Yine, Bedîüzzaman “En büyük düşmanımız ihtilaf.” demişti. Biz ihtilaf düşmanına karşı ittifak aracıyla, vahdet ilacıyla, vahdet reçetesiyle mücadele etmeye çalıştık. Biz sürekli bu ülkede bin yıllık kardeşliği referans aldık. Siz kendinizden olmayanlara hayat hakkı tanımadınız.
ÜSTADIN MANEVİ ŞAHSİYETİNE EN BÜYÜK EZİYET
Değerli milletvekilleri, HDP’nin hayal ettiği dünya ile Bedîüzzaman’a zulmedenlerin dünyası arasında da paralellik ve benzerlik bulmak mümkün. Nasıl Bedîüzzaman’a, Seyit Rıza’ya, Şeyh Sait’e zulmedenler tek tipçi, otoriter ve antidemokratik bir kanaldan, bir gelenekten beslenmişse, bugün HDP’nin üzerine oturduğu siyasi ideoloji de aynı şekilde tek tipçi, otoriter ve antidemokratik bir kanaldan, bir gelenekten beslenmektedir. Bunun en somut örneklerini yaşadığımız günlerde çok somut bir şekilde, çok açık bir şekilde gördük.

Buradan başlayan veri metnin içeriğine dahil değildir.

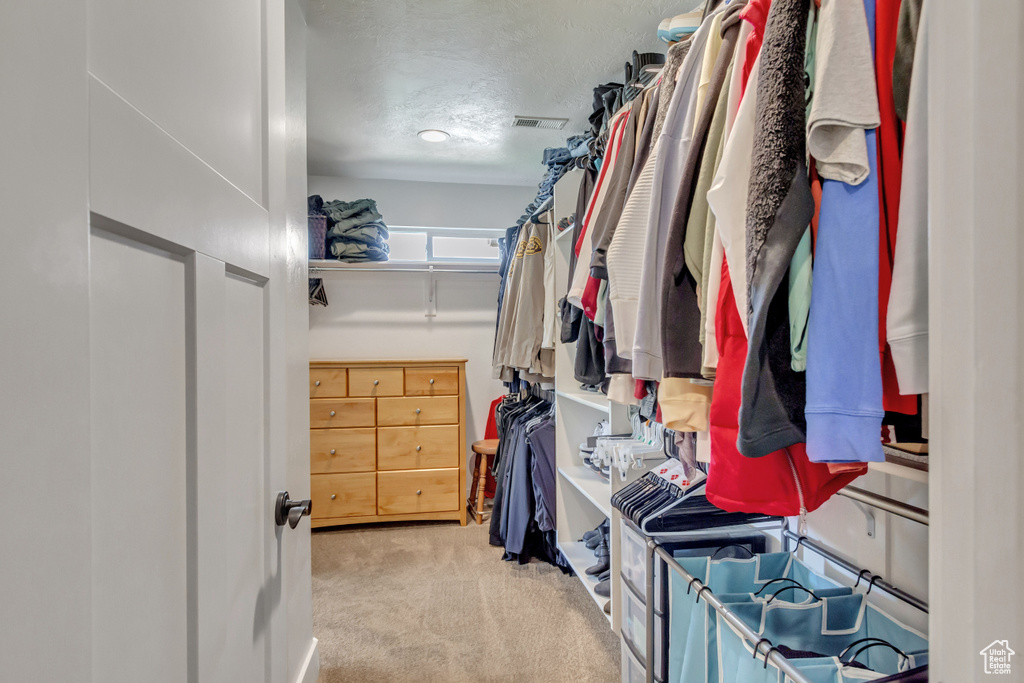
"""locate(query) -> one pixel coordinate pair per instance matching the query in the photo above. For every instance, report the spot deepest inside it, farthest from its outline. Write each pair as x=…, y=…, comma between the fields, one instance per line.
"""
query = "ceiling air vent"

Bedîüzzaman Said Nursi hazretlerinin naaşını siyasi ideolojiniz için kullanmanız üstadın manevi şahsiyetine en büyük eziyet olacaktır ve yine Seyit Rıza’nın ve yine Şeyh Sait’in manevi şahsiyetlerine en büyük eziyet olacaktır. Biz, buna müsaade etmeyeceğimizi ve bu öneriye “evet” demeyeceğimizi buradan açık ve net bir şekilde bir kere daha ifade etmek istiyoruz.
Diyarbakır Milletvekili İdris Baluken: Bugün görüştüğümüz önergenin konusu Şeyh Sait Efendi’nin, Pir Seyit Rıza’nın ve Bediüzzaman Saidi Nursi’nin mezar yerlerinin halkına iade edilmesi ve mezarlarına bir mezar taşı konulmasıyla ilgilidir. Dikkat ederseniz AKP’li hatipler yaptıkları konuşmalarda bu meseleye dair tek bir cümle bile kullanmadılar çünkü kullanamazlar. On dört yıldır iktidardalar, en son konuşan sayın hatip kritik bir süreçten geçtiğimiz için bu önergeye onay veremeyeceklerini söyledi ama on dört yıldır herhâlde hiç bu kritik süreçten kurtulmamış olacaksınız ki bu değerli âlimlere, şahsiyetlere bir mezar taşını bile çok gördünüz.
Önerge yapılan oylama sonucunda reddedildi.